Geoffrey Norris
The Daily Telegraph
November 2014

Sensibly avoiding the Schumann works that Angela Hewitt has already recorded for Hyperion, Driver has been drawn into the less frequently explored world of the Novelletten Op 23, and the Nachtstücke Op 23, both of them composed in the late 1830s. If rarer than the Davidbündlertänze, Kinderszenen or Humoreske, these are vintage Schumann, radiating as they do that typical mix of beguiling poetic inspiration, vital virtuosity and lyrical allure.

Driver's understanding of the Schumann language and pianistic texture is astute: taking the fifth and longest of the Novelletten as just one example, the underlying polonaise rhythms that define the music's principal sections have firm impetus, with the more inward episodes winsomely self-communing.

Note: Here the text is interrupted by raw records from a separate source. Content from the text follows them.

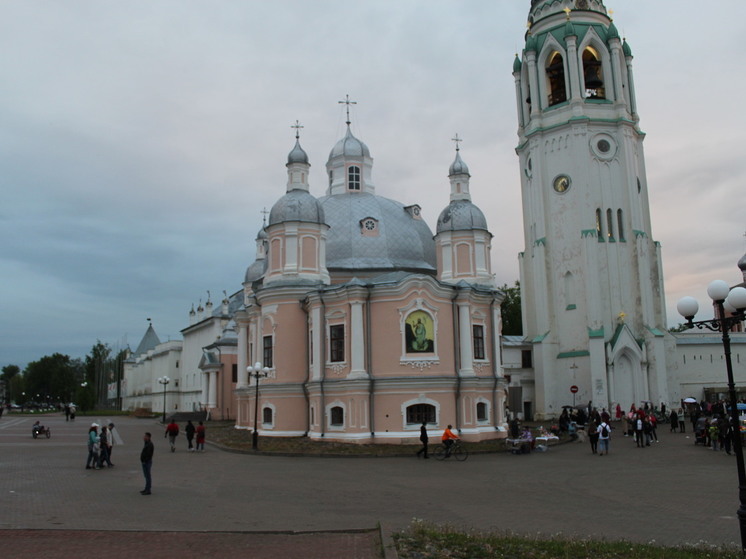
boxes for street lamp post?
[158,377,171,425]
[246,362,269,450]
[676,280,746,551]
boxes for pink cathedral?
[233,119,506,443]
[124,118,507,444]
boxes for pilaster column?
[349,301,367,377]
[457,301,474,377]
[207,371,218,408]
[200,372,210,408]
[236,321,249,388]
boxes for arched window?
[546,51,567,107]
[262,407,274,425]
[583,47,606,99]
[477,402,488,421]
[407,404,436,425]
[606,208,614,241]
[330,406,345,426]
[347,165,360,190]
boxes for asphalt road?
[0,414,740,558]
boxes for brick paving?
[0,415,739,559]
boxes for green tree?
[23,353,75,402]
[0,365,21,403]
[85,340,111,406]
[8,375,26,404]
[498,280,523,336]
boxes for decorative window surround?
[326,363,348,376]
[399,357,440,372]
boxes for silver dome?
[448,152,471,177]
[319,192,436,274]
[269,189,325,225]
[436,200,489,233]
[329,126,370,159]
[287,139,309,165]
[243,259,267,283]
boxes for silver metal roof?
[436,200,489,233]
[319,192,436,274]
[448,152,469,177]
[244,258,267,283]
[329,126,370,159]
[269,189,324,225]
[288,139,309,165]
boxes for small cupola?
[285,120,311,192]
[326,95,375,196]
[448,134,471,202]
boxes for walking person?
[648,412,660,443]
[85,423,98,470]
[440,425,459,458]
[184,419,195,452]
[417,421,430,460]
[679,408,686,433]
[140,433,155,495]
[108,423,117,466]
[196,421,205,452]
[163,417,179,452]
[588,413,600,454]
[98,425,114,468]
[633,417,645,448]
[597,421,611,456]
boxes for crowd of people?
[85,423,114,470]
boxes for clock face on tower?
[552,175,570,194]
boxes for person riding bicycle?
[441,425,460,458]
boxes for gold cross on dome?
[451,132,463,151]
[337,95,357,126]
[290,120,303,140]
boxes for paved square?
[0,415,739,558]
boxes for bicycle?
[433,439,469,462]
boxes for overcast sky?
[0,0,746,367]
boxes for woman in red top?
[440,425,458,456]
[195,421,205,452]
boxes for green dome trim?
[606,21,619,41]
[513,54,523,73]
[526,23,608,52]
[622,39,632,56]
[565,19,577,37]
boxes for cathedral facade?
[225,119,506,443]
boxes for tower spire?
[290,120,305,140]
[337,94,357,127]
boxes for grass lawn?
[393,521,743,559]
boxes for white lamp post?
[158,377,171,425]
[246,362,269,450]
[676,280,746,551]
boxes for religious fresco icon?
[405,311,435,353]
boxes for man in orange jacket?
[440,425,459,457]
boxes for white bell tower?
[513,0,668,419]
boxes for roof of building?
[319,192,436,273]
[132,324,161,357]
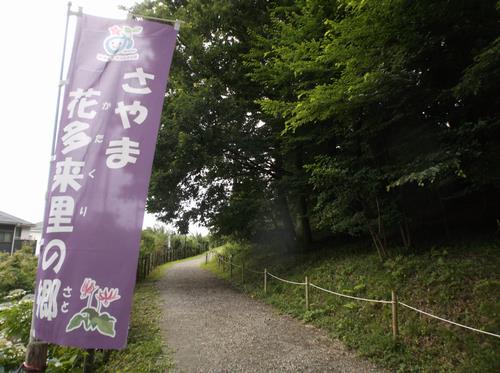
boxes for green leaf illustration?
[92,312,116,337]
[66,313,85,332]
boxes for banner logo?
[97,25,142,62]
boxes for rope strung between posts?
[210,253,500,338]
[267,272,306,285]
[399,302,500,338]
[309,282,392,304]
[245,268,264,275]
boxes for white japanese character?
[115,101,148,128]
[63,286,73,298]
[36,279,61,321]
[106,137,141,168]
[80,206,87,216]
[47,196,75,233]
[122,67,155,95]
[61,120,92,154]
[67,88,101,119]
[42,239,66,273]
[52,157,85,193]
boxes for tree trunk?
[277,191,296,250]
[298,195,312,248]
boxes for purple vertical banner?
[34,15,177,349]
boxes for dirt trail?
[159,258,379,373]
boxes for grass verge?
[98,262,177,373]
[205,240,500,373]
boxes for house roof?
[0,211,35,227]
[31,221,43,232]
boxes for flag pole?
[21,1,75,372]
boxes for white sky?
[0,0,206,233]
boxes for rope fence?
[267,272,306,285]
[211,251,500,340]
[309,282,392,304]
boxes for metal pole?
[22,5,74,371]
[304,276,309,311]
[10,224,17,255]
[391,290,399,341]
[264,268,267,293]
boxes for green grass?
[206,240,500,373]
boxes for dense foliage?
[134,0,500,256]
[208,239,500,373]
[0,247,37,301]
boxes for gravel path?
[159,258,379,373]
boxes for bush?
[0,246,37,299]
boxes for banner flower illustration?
[34,12,177,349]
[66,277,121,338]
[96,288,121,308]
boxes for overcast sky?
[0,0,205,232]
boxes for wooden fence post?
[264,268,267,294]
[305,276,309,311]
[391,290,399,341]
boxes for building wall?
[0,224,15,253]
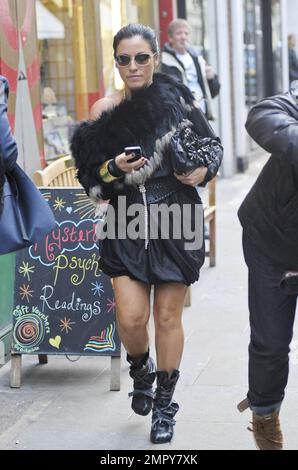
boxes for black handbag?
[169,123,222,174]
[0,165,55,255]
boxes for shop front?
[36,0,156,162]
[0,0,158,365]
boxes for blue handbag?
[0,164,55,255]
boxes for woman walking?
[72,24,222,443]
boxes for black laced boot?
[127,351,156,416]
[150,370,180,444]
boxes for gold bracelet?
[99,162,120,183]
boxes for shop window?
[35,0,100,162]
[35,0,158,162]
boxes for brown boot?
[248,411,283,450]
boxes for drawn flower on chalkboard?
[20,284,34,303]
[19,261,35,281]
[91,281,104,297]
[107,299,116,313]
[53,197,66,212]
[60,317,76,334]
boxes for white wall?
[286,0,298,43]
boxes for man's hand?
[174,166,207,187]
[205,65,215,80]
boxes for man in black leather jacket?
[238,93,298,450]
[161,18,220,120]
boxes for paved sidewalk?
[0,159,298,450]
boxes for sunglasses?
[115,53,156,67]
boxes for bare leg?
[114,276,151,357]
[154,283,187,373]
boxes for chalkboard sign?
[12,188,120,356]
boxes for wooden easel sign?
[11,188,120,390]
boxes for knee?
[154,307,182,333]
[117,312,148,334]
[249,338,290,359]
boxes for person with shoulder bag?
[0,75,55,255]
[71,24,223,444]
[238,82,298,450]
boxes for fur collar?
[72,73,195,193]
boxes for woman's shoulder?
[90,91,123,119]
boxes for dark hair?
[113,23,159,56]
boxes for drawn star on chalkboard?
[53,197,65,212]
[60,317,76,334]
[19,261,35,281]
[20,284,34,303]
[91,281,104,297]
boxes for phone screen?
[124,145,142,163]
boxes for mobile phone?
[124,145,142,163]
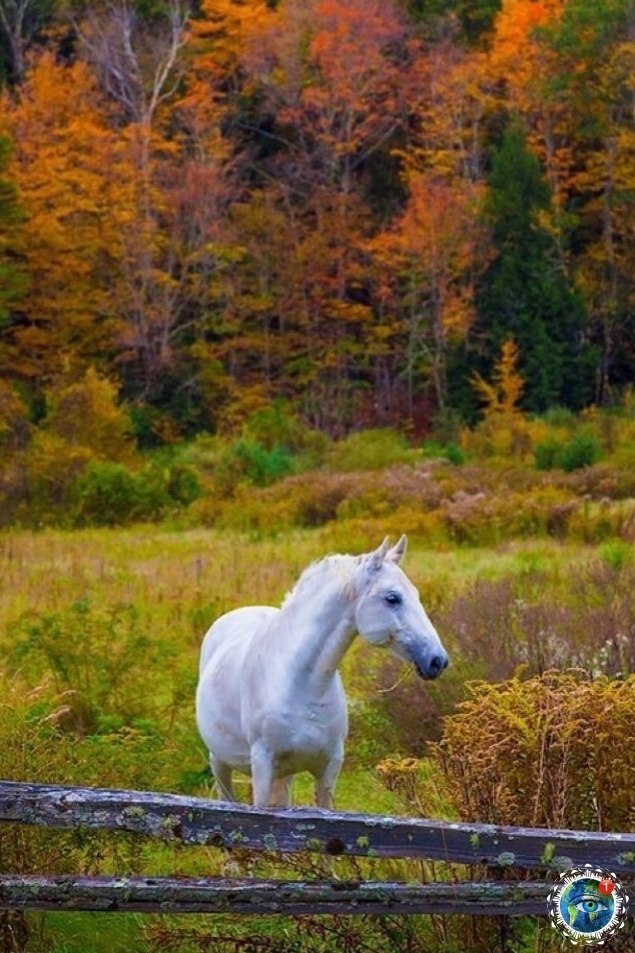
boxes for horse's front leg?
[251,741,276,807]
[209,754,237,801]
[315,751,344,811]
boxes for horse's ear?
[364,536,390,572]
[386,533,408,563]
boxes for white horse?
[196,536,448,808]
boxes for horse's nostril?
[428,655,448,678]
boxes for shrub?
[534,437,562,470]
[431,672,635,831]
[10,599,174,734]
[534,434,601,473]
[214,438,295,494]
[326,428,413,473]
[561,434,601,473]
[74,460,170,526]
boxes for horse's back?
[199,606,280,677]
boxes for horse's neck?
[285,586,356,688]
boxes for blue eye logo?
[547,864,628,946]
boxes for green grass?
[0,521,630,953]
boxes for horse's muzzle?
[415,652,448,679]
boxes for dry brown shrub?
[431,671,635,831]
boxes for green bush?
[561,434,602,473]
[71,460,201,526]
[326,428,414,473]
[214,438,295,495]
[534,437,562,470]
[10,599,175,734]
[534,434,602,473]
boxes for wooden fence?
[0,781,635,915]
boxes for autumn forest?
[0,0,635,446]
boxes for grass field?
[0,520,632,953]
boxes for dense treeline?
[0,0,635,445]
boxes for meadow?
[0,410,635,953]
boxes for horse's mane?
[280,554,359,609]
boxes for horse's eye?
[384,592,402,606]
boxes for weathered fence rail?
[0,781,635,915]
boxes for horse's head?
[355,536,448,678]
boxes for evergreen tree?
[475,120,593,413]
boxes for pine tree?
[476,120,593,412]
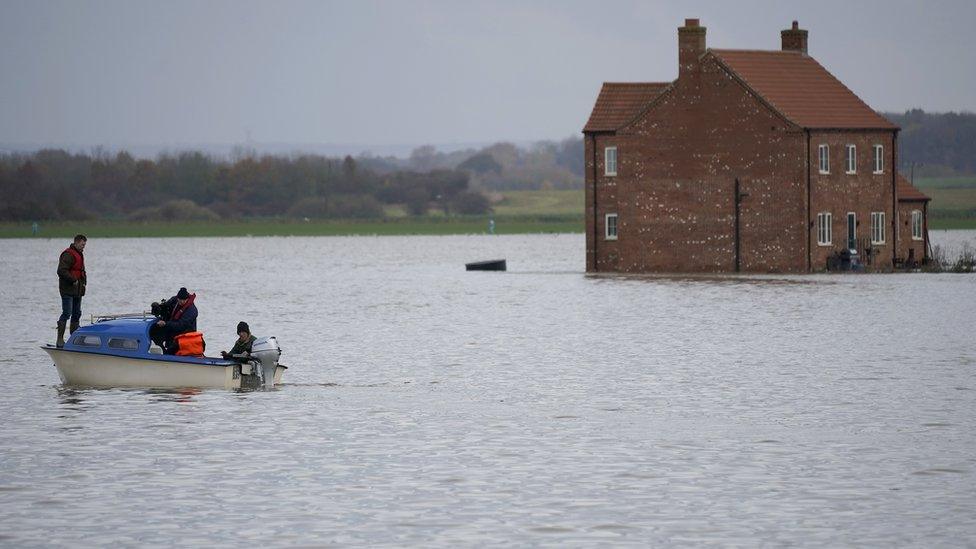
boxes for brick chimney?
[780,21,807,55]
[678,19,704,78]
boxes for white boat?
[41,316,287,389]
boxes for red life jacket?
[61,246,85,280]
[173,332,207,356]
[169,294,197,320]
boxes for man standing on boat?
[57,234,88,347]
[149,288,197,355]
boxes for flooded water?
[0,233,976,547]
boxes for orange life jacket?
[173,332,207,356]
[61,246,85,280]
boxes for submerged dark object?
[464,259,507,271]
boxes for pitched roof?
[583,82,671,132]
[895,174,932,202]
[709,50,898,129]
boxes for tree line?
[0,150,490,221]
[882,109,976,177]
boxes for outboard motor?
[251,336,281,387]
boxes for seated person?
[149,288,197,355]
[220,321,257,359]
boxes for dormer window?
[603,147,617,175]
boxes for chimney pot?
[780,21,807,55]
[678,18,706,78]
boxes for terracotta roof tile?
[709,50,898,129]
[583,82,671,132]
[895,174,932,202]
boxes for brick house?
[583,19,928,272]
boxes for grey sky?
[0,0,976,150]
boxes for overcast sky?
[0,0,976,151]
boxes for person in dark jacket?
[149,288,197,355]
[220,321,257,359]
[56,234,88,347]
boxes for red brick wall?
[897,200,926,263]
[810,130,900,271]
[586,56,808,272]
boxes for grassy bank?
[915,177,976,230]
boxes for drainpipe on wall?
[804,130,813,273]
[891,130,898,268]
[590,134,600,273]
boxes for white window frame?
[603,147,617,175]
[603,214,620,240]
[871,212,885,244]
[817,212,834,246]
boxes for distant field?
[915,177,976,229]
[7,186,976,238]
[0,216,583,238]
[494,189,583,219]
[0,190,583,238]
[915,177,976,190]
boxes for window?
[75,335,102,347]
[817,212,834,246]
[604,214,617,240]
[871,212,884,244]
[603,147,617,175]
[108,337,139,351]
[847,145,857,173]
[912,210,922,240]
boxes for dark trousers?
[58,295,81,324]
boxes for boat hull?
[43,347,285,389]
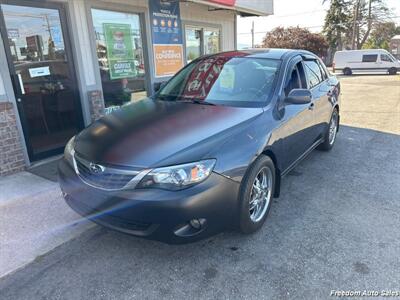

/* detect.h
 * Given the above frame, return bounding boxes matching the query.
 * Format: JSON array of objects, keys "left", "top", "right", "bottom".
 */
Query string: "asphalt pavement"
[{"left": 0, "top": 76, "right": 400, "bottom": 299}]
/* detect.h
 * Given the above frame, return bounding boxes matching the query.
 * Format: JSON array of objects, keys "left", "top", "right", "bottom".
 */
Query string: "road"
[{"left": 0, "top": 76, "right": 400, "bottom": 299}]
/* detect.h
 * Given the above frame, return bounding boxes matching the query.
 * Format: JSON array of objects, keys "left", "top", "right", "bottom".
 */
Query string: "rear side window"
[
  {"left": 363, "top": 54, "right": 378, "bottom": 62},
  {"left": 317, "top": 61, "right": 328, "bottom": 80},
  {"left": 304, "top": 60, "right": 324, "bottom": 88},
  {"left": 381, "top": 54, "right": 393, "bottom": 62}
]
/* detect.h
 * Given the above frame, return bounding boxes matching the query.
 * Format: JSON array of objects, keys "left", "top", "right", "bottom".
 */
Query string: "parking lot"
[{"left": 0, "top": 75, "right": 400, "bottom": 299}]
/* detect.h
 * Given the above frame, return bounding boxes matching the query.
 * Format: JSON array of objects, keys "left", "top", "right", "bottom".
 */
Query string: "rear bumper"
[{"left": 58, "top": 159, "right": 239, "bottom": 243}]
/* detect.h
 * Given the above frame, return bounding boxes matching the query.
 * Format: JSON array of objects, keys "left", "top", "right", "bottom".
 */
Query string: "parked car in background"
[
  {"left": 332, "top": 49, "right": 400, "bottom": 75},
  {"left": 59, "top": 49, "right": 340, "bottom": 243}
]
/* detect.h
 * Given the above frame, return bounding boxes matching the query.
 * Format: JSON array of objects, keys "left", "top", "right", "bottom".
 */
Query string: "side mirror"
[
  {"left": 154, "top": 81, "right": 167, "bottom": 92},
  {"left": 285, "top": 89, "right": 312, "bottom": 104}
]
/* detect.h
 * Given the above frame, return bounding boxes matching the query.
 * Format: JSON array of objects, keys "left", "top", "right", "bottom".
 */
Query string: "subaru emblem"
[{"left": 89, "top": 163, "right": 105, "bottom": 174}]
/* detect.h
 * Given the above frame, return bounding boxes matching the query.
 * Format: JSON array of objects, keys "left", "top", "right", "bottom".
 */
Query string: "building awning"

Moreoever, there is an unbroken thread of thought running through Driver's interpretation, with the fluxes of harmony and the nuances of dynamics artlessly etched in and a natural flow and impetus to the music from its very start to its hushed finish.

The poise, focus and imagination that Driver brings to the Novelletten are equally applied to the four Nachtstücke, the crepuscular atmosphere of the first one being set against the shifting lights and images of the other three.

This is playing of a most perceptive order.